Always ensure the tree has enough humidity. To help, you can mist the tree or use a humidity tray.


Frequently Asked Questions about How Long it Takes for a Bonsai Tree to Grow


When I plant a seed, how long will it take before I have a bonsai tree?

You will need to wait around four years to propagate a bonsai seed. Then you can start doing any meaningful work. If you take care of it properly, it can take as long as fifteen years to mature. It also depends on many factors, such as its species, what nutrients it is fed, and where it is placed.


When should I expect to see fresh leaves on my new bonsai?

It all depends on the season, water, sunlight, and nutritional conditions. In spring and summer, new bonsai should produce new leaves in two to four weeks. Winter will take longer.

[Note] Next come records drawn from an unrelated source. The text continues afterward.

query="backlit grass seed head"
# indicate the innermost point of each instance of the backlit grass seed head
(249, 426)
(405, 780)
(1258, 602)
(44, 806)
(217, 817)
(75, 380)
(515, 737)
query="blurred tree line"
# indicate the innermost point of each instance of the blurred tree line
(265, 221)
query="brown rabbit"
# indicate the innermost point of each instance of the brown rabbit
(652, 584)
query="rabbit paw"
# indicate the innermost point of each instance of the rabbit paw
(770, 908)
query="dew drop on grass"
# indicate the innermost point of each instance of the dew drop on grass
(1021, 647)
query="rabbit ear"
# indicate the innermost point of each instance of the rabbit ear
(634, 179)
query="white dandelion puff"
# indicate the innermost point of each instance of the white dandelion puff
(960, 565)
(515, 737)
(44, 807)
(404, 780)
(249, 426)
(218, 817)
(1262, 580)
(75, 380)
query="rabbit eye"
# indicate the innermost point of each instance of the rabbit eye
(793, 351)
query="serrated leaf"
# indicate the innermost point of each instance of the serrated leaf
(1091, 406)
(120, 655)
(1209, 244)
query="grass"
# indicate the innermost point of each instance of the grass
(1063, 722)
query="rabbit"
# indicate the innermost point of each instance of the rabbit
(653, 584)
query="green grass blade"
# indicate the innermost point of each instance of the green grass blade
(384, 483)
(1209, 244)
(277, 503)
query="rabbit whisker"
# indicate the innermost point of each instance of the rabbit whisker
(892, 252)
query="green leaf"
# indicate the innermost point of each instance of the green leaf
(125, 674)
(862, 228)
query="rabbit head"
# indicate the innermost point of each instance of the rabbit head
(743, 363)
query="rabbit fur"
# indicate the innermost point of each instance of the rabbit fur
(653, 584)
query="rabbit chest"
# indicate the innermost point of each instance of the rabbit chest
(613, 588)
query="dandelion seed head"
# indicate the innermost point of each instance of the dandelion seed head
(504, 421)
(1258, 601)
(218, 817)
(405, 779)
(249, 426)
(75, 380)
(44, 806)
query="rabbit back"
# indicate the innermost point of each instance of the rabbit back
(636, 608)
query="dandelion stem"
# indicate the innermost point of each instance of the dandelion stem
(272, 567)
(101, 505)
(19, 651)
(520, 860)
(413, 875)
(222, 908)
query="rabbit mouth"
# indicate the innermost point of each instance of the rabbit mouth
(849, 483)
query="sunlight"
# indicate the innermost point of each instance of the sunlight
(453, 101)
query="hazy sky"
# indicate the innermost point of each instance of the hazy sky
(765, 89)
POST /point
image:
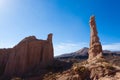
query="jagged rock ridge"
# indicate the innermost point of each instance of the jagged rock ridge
(95, 46)
(29, 54)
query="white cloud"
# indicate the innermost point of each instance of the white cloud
(113, 47)
(68, 47)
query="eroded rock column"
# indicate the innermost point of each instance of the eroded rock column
(95, 45)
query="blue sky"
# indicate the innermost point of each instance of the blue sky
(68, 20)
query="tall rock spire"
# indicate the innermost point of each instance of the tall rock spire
(95, 46)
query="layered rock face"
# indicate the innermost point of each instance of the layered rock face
(29, 54)
(95, 46)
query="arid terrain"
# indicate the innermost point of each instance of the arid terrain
(33, 59)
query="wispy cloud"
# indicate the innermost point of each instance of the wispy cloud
(113, 47)
(68, 47)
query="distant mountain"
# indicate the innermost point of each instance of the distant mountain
(83, 53)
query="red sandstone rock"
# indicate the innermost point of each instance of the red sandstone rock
(95, 46)
(29, 54)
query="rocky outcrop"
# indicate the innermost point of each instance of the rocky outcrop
(95, 46)
(28, 55)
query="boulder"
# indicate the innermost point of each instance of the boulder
(27, 55)
(95, 45)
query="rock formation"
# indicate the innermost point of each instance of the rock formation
(28, 55)
(95, 46)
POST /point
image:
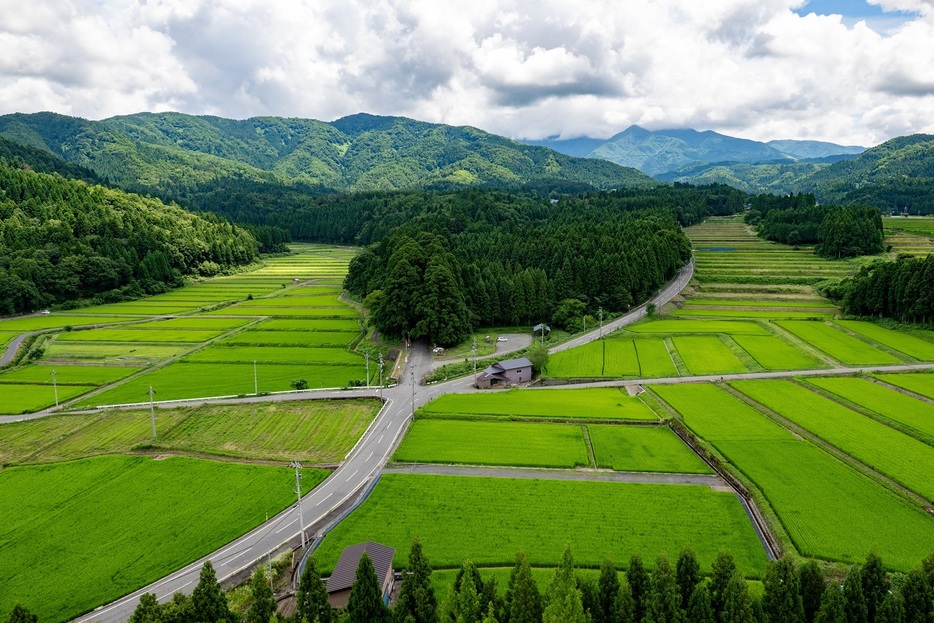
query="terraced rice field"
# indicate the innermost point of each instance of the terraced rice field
(920, 349)
(900, 457)
(919, 383)
(843, 347)
(494, 443)
(918, 416)
(707, 354)
(814, 495)
(643, 449)
(495, 517)
(593, 404)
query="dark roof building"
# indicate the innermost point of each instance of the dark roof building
(506, 373)
(345, 572)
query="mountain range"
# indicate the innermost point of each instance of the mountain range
(661, 152)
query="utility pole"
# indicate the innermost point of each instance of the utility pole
(412, 368)
(474, 347)
(55, 386)
(152, 411)
(381, 376)
(298, 492)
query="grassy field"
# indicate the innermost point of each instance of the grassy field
(494, 443)
(706, 354)
(842, 347)
(728, 327)
(66, 375)
(902, 458)
(773, 353)
(920, 383)
(643, 449)
(109, 520)
(197, 380)
(886, 402)
(910, 345)
(654, 359)
(489, 519)
(597, 404)
(829, 510)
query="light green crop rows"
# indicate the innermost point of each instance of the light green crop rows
(816, 496)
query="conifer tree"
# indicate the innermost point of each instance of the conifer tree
(665, 601)
(312, 596)
(365, 604)
(832, 605)
(263, 607)
(856, 610)
(875, 585)
(640, 585)
(811, 581)
(782, 600)
(208, 600)
(721, 572)
(607, 593)
(687, 572)
(416, 595)
(699, 610)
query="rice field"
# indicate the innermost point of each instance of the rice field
(707, 354)
(843, 347)
(919, 383)
(592, 404)
(815, 496)
(900, 457)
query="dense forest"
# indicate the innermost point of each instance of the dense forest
(445, 263)
(837, 231)
(63, 240)
(671, 593)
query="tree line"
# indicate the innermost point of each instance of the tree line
(63, 240)
(483, 259)
(902, 290)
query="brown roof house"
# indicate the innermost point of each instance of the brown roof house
(345, 572)
(506, 373)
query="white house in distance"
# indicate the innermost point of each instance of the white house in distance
(506, 373)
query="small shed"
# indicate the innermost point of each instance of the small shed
(345, 572)
(506, 373)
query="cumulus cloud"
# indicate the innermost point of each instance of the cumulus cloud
(754, 68)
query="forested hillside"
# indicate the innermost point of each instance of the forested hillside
(243, 168)
(63, 240)
(444, 263)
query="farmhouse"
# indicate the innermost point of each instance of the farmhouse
(506, 373)
(345, 572)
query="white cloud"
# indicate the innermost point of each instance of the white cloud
(753, 68)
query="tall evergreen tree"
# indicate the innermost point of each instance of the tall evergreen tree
(721, 573)
(416, 595)
(875, 585)
(607, 594)
(699, 610)
(208, 600)
(811, 581)
(856, 610)
(832, 605)
(687, 571)
(365, 604)
(263, 607)
(782, 600)
(312, 604)
(737, 605)
(640, 586)
(523, 599)
(665, 602)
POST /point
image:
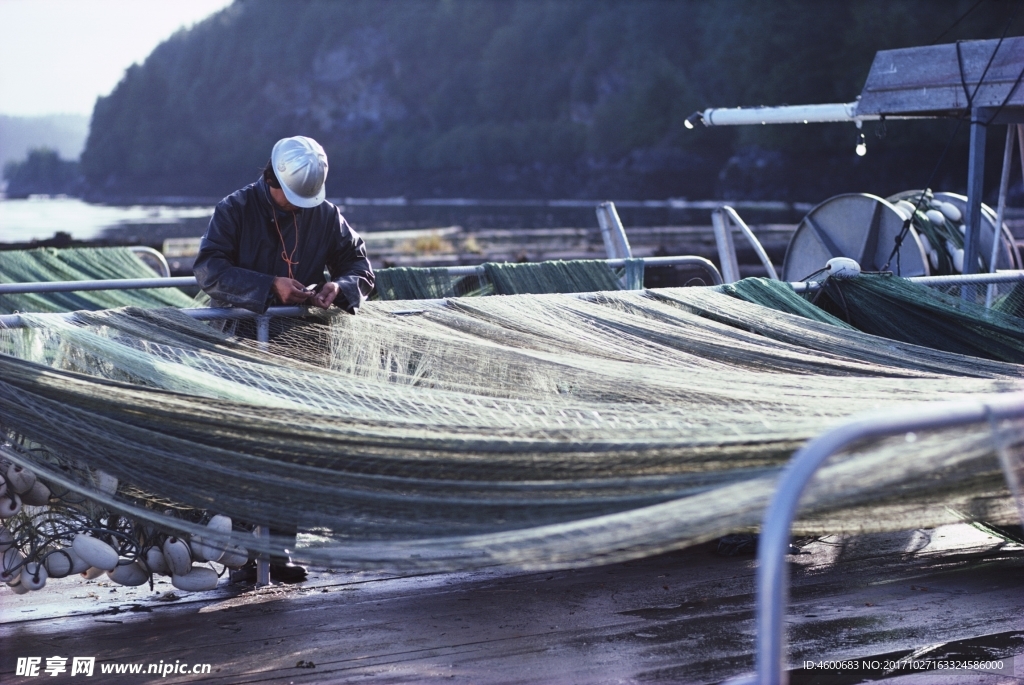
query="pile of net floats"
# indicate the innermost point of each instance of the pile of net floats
(47, 531)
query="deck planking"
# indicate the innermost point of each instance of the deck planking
(684, 616)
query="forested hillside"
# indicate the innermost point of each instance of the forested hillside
(524, 97)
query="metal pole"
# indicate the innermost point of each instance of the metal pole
(263, 561)
(774, 541)
(1008, 158)
(612, 232)
(726, 248)
(975, 186)
(753, 240)
(81, 286)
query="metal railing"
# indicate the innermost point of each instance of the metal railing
(720, 220)
(185, 282)
(773, 544)
(952, 280)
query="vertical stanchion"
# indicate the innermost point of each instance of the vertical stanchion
(975, 186)
(1000, 208)
(612, 231)
(263, 332)
(726, 248)
(263, 561)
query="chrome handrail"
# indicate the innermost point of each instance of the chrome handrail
(774, 541)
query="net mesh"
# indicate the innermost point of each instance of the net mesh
(536, 430)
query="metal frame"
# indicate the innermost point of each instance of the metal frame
(774, 541)
(953, 280)
(720, 219)
(184, 282)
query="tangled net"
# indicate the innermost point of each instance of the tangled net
(534, 430)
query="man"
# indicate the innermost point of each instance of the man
(269, 244)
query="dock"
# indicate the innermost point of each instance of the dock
(685, 616)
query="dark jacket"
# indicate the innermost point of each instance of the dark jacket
(242, 252)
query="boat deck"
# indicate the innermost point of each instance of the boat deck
(684, 616)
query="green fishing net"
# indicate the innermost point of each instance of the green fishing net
(47, 264)
(535, 430)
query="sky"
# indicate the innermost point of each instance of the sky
(56, 56)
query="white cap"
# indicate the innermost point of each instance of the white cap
(300, 165)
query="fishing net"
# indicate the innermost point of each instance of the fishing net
(900, 309)
(534, 430)
(46, 264)
(508, 279)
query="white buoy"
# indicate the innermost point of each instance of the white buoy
(177, 555)
(906, 209)
(64, 562)
(235, 557)
(131, 574)
(843, 267)
(925, 243)
(10, 565)
(34, 575)
(38, 495)
(95, 552)
(198, 580)
(957, 256)
(10, 505)
(949, 210)
(936, 217)
(19, 479)
(207, 550)
(154, 560)
(17, 588)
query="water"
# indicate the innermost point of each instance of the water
(40, 218)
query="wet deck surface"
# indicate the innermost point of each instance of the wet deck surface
(685, 616)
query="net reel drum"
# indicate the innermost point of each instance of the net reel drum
(864, 227)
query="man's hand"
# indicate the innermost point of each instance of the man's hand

Afterword: How Long Does it Take for a Bonsai Tree to Grow

Keep a watchful eye on your tree’s health. It will show signs that it is experiencing difficulties, difficulties which can slow down its development.

You might see signs of falling, brown leaves, markings, pests, deformed roots, or mildew.

Obviously, waiting for your bonsai tree to mature can seem like an eternity. Although there are some things you can do to speed up the process, the real joy actually lies in the experience of watching your bonsai grow.